Según el experto en cuestiones de realeza Louis Heren, las niñeras que se han formado en Norland, como es el caso de María Teresa Turrión Borrallo, aprenden la importancia de reforzar la individualidad de cada menor en las etapas en las que se forja su propio carácter. De ahí que no puedan referirse a ellos como “niños” y así lo explica el experto a ‘The Mirror’: “La palabra niño está prohibida. Es una señal de respeto a los pequeños como individuos”, asegura. En su lugar, la institutriz debe llamarles simplemente por su nombre y así no cae en una falta de respeto hacia su juventud con un término como “niño”.

Foto: Gtres

El príncipe Guillermo quiere aplicar en la crianza de sus hijos lo que ha aprendido de su propio ejemplo y es que considera que en su niñez se cometieron algunos errores. Creció en una especie de burbuja y su nexo con el exterior siempre era con prensa de por medio. Ha crecido temiendo la atención mediática que, finalmente, provocó la muerte de su madre. Ahora desea que sus vástagos crezcan entendiendo el mundo con normalidad, fortaleciendo sus diferencias y valorando su individualidad, para después dar el paso a la formación académica en sí y, más tarde, en la militar como miembro de una familia real.

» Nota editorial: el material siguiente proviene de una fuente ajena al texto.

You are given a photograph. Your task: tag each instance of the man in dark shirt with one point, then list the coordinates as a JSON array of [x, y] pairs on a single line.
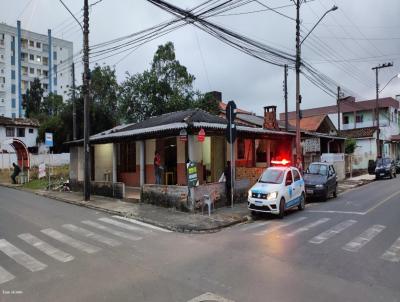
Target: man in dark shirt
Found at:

Podría considerarse un método moderno el llevado a la práctica por las institutrices que se han formado en la academia de Norland. Eso sí, esta forma de atender a la individualidad del menor y tratar de potenciar su propia personalidad quizá confronta con la indumentaria que estas niñeras deben llevar mientras dura su jornada laboral y que tiene un aspecto ajado y algo austero o antiguo. Sobre esto también ha hablado Louis Heren para dejar claro que “no tiene que ser estricto. El hecho de que las niñeras de Norland usen el uniforme marrón y se vean bastante antiguo no significa que su mensaje sea anticuado. No, es una tontería”, sentencia el experto, que subraya que la educación impartida por las alumnas de esta institución priman la crianza a través del juego, la lectura de cuentos, el respeto a la naturaleza y las actividades al aire libre: “Ensuciarse jugando con los niños es una parte clave del espíritu de Norland”, asegura.